Diffuse hepatocellular carcinoma with malignant portal vein thrombosis and arterioportal shunt

Case contributed by Luu Hanh
Diagnosis almost certain

Presentation

History of chronic hepatitis B

Patient Data

Age: 45 years
Gender: Male

The liver shows heterogeneous, marginal irregularity, with multiple parenchymal nodules, in keeping with cirrhosis.

There is an early enhancement of the portal vein, suggestive of an intrahepatic arterioportal shunt. A thrombus occupies the main portal vein and its left and right branches, with hypervascularity suggestive of tumor thrombus.

An ill-defined mass with innumerable nodules in the right hepatic lobe shows heterogeneous arterial enhancement and washout at the portal venous phase.

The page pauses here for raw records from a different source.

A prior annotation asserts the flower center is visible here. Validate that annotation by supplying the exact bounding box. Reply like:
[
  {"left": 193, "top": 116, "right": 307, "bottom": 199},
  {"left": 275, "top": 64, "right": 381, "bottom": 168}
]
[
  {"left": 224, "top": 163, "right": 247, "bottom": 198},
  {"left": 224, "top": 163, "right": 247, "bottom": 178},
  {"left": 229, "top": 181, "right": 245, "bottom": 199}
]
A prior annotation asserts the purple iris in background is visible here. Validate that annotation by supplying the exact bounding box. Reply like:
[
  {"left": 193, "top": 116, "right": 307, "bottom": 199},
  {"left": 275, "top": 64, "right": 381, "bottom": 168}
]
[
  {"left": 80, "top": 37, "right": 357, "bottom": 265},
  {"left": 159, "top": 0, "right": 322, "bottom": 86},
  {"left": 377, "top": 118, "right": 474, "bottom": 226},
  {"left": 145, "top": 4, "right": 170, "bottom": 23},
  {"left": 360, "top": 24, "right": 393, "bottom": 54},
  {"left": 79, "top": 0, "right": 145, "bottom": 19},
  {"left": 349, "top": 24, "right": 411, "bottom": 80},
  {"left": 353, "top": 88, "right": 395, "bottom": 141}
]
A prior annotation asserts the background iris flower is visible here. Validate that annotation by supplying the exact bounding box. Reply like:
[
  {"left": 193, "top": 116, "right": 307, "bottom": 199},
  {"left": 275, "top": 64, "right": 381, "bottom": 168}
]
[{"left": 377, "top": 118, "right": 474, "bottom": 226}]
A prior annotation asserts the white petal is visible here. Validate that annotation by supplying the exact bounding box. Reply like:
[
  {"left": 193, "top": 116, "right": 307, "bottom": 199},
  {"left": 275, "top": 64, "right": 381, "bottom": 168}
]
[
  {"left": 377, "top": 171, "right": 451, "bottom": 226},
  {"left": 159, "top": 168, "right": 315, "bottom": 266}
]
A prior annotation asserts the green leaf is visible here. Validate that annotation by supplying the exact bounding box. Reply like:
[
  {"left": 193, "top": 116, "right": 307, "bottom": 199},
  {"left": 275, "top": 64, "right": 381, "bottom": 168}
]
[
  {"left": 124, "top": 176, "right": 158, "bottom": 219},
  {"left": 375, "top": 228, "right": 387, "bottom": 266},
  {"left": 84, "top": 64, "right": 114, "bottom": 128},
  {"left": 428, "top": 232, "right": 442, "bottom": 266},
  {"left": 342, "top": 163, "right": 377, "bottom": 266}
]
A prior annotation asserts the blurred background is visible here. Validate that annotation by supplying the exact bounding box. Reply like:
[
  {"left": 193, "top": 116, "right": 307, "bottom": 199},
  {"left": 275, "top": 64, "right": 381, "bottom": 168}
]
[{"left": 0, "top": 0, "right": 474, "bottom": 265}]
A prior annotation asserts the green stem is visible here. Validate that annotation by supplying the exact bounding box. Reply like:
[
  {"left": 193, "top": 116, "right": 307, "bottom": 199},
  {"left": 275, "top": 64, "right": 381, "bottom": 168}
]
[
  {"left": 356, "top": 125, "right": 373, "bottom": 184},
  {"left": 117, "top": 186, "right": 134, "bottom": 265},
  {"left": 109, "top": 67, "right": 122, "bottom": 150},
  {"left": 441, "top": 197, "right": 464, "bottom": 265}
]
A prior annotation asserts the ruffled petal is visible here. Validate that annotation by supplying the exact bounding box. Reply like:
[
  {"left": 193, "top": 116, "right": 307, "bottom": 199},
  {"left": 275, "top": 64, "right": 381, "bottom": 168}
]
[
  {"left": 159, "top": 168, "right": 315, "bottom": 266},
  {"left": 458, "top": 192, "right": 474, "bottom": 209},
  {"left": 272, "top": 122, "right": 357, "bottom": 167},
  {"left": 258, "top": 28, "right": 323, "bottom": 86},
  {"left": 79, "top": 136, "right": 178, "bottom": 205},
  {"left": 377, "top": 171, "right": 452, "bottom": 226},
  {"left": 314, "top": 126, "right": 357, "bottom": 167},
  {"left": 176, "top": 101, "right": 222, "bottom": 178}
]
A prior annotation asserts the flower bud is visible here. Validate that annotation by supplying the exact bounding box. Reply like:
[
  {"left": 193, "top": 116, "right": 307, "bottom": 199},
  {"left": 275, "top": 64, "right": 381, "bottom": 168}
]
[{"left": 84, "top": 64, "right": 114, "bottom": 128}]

Some hypervascular arterial nodules in the left lobe also show washout at the portal phase.

On the portal venous phase, the tumor can be identified accurately as heterogeneous low density (red star) versus adjacent non-cancerous tissue (green star).

Intrahepatic arterioportal shunt secondary to HCC through the transvasal route 2: on the hepatic arterial phase, the vasa vasorum from the hepatic artery branch passes through the portal vein wall forming a thread-and-streak sign (pink arrow) at the tumor thrombus 1.

Case Discussion

CT findings are consistent with diffuse hepatocellular carcinoma (HCC) with arterioportal shunt and malignant portal vein thrombosis.

The enhancement of HCC will be significantly reduced in the situation of severe arterioportal shunting due to a large amount of contrast medium flowing into the portal vein through the shunt. At the equilibrium phase, the characteristic washout of the tumor can nonetheless be identified accurately. The equilibrium phase is most useful for the diagnosis and delineation of HCC as an area of heterogeneous low density 1.